Kadına hep güçlü ve özgür kadınların, kadınlıktan uzaklaşıp sevimsiz ve yalnız kalacakları öğretilir. Bu öğreti ile büyüyen çoğu kadın da evlenir evlenmez, hırslarından ve hayallerinden vazgeçer, hayatla bağlarını koparır. Bakıcı, destekleyici birim olarak başkalarının rüyalarının gerçekleşmesi için kendi isteği ile kendi benliğinden vazgeçer. Karşılığında da korunup gözetileceği, bakılıp sevileceği bir karşılık sistemi ve beklentisi oluşturur.
Tüm bu öğretiler neticesinde kadın bağımsız olmanın ne kadar ürkütücü olduğuna karar verince de, tıpkı bir keseli hayvan gibi, başkalarının korumasında yaşamanın ne kadar huzur ve güven verici olduğunu keşfeder. Zaten bağımsız kadın, kadınlıktan uzaklaşıp sevgisiz, sevimsiz, hırçın olmuyor muydu? Ehh, bu kötü özellikleri seçmek hiç de akılcı olmayacaktır.

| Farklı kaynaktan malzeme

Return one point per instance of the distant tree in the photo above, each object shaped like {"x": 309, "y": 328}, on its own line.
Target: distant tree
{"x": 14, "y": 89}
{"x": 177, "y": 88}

Bugün bile bırakın kırsalı, büyük kentlerde kız çocuklarının halen büyük bir kısmı büyünce ne olacakları sorulunca, “gelin” ya da “anne” cevabını vermektedirler.
Kız çocuklar büyürken önce annelerini örnek alırlar. Şöyle bir dönün bakın annenizin çizdiği kadın modeline. Siz ise şimdi muhtemelen bambaşka bir kadın modeli olma yolunda çaba sarf ediyorsunuz.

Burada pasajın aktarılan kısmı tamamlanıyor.